28 Ekim '12
- Kategori
- İlişkiler
Hayat işte!
Merhaba,
Bu benim ilk yazım burada.. Yazmayı seviyorum.. Kısa kısa bazen.. Bazen de içimden geldiği gibi uzun uzun.. İçimi dökme oluyor sanırım o birazda..

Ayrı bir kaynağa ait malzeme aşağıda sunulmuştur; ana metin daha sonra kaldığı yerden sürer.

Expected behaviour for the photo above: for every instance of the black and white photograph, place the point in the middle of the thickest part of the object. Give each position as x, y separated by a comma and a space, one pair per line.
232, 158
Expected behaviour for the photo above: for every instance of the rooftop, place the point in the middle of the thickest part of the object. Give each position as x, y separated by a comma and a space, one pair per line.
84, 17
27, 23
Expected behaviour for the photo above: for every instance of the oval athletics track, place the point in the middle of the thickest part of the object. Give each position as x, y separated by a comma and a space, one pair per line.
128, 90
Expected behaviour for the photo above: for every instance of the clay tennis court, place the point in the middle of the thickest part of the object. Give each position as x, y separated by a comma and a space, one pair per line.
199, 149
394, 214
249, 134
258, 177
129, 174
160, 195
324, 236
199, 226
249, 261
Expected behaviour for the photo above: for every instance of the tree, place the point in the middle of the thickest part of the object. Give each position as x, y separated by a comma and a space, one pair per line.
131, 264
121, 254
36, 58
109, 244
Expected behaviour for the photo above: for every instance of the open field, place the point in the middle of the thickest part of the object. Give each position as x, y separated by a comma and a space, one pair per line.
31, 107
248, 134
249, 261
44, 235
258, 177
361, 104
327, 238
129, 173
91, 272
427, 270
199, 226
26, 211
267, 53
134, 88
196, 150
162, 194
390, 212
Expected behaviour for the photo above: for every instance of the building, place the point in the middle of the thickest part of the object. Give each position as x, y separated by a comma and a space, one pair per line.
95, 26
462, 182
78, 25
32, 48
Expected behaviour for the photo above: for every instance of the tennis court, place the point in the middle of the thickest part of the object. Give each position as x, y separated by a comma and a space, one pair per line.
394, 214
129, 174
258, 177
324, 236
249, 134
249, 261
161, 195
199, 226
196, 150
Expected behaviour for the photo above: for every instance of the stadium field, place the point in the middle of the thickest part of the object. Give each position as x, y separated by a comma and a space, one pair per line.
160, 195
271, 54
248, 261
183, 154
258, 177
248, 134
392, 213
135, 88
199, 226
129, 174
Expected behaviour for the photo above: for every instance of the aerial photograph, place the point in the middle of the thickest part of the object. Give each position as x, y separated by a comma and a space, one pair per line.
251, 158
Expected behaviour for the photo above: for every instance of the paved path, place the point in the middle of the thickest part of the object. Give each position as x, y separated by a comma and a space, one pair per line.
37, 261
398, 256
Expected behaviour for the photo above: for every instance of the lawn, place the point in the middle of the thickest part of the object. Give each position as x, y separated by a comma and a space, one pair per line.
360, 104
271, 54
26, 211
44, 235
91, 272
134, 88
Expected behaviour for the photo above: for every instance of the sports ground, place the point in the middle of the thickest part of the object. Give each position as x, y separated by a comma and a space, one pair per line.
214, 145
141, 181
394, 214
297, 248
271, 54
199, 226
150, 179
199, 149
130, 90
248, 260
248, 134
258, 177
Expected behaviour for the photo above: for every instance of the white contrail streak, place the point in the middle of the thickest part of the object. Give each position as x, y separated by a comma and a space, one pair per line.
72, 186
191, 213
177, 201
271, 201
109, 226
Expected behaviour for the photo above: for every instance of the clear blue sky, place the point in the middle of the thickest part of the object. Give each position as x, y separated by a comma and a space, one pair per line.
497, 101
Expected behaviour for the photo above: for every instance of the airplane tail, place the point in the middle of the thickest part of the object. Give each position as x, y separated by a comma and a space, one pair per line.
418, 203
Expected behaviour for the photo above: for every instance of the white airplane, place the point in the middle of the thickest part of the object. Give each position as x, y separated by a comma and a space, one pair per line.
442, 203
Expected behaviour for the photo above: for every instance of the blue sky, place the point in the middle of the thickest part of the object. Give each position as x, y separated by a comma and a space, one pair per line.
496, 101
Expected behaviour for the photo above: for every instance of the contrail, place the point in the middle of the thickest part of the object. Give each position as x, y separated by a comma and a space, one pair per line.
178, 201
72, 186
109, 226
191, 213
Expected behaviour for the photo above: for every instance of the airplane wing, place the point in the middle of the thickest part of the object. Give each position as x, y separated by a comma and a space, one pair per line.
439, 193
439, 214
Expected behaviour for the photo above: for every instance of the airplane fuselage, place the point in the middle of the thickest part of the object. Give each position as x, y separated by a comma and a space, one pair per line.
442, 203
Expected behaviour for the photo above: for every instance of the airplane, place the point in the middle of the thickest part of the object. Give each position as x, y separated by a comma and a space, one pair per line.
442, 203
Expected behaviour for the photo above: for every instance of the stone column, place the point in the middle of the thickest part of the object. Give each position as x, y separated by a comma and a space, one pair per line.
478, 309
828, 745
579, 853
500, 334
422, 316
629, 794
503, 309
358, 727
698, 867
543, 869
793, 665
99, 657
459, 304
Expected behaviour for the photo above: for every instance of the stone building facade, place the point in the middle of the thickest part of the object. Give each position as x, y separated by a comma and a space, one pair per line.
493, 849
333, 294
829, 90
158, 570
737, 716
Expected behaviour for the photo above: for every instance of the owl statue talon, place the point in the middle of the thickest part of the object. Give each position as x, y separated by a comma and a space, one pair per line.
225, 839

Hayat ne garip.. Her birimize karşı.. Bu yaşıma geldim, hala neyin doğru, neyin yanlış olduğu konusunda çelişklerim var çünkü doğrular kişiye göre değişen durumlar.. Benim doğrularım, bir başkasına yanlış gelebiliyor; onun doğrularıyla örtüşmüyor.. Alın işte siz bir çelişki, çatışma.. Huzursuz insanlar her yerde, her ortamda huzursuzdur.. Onlar için haklı veya haksız neden yoktur.. Hep haklıdırlar çünkü.. Buradan beslenirler çünkü.. Son yaşadığım olayda öyle.. Aslında yılların verdiği yorgunluk ve bıkkınlık var birazda.. Karşınızdaki öylesine uzman ki, huzursuzluk, alavera, dalevera, edepsizlik konularında, pes de etmiyor, yılmıyor da, dedim ya, bunlardan beslenip, bunlarla kimlik buluyorsa onu yenmeniz çok ama çok zor.. Uğraşır durursunuz günlerce, aylarca belki de yıllarca.. Karşılığına değmeden.. Enerjinizin çoğunu ona harcayarak.. İşte tüm bu nedenlerle siz pes ediyorsunuz, onun istediğini yapıp, LANET OLSUN! diyorsunuz. O da biliyor ki, öylesine azmetmiş ki, sonunda pes ettirecek ve zafere ulaşacak onun şevkiyle savaşında vazgeçer ve siz bırakırsınız artık; YORULMUŞ, BEZMİŞ olarak. Hayat böyle birşey midir acaba?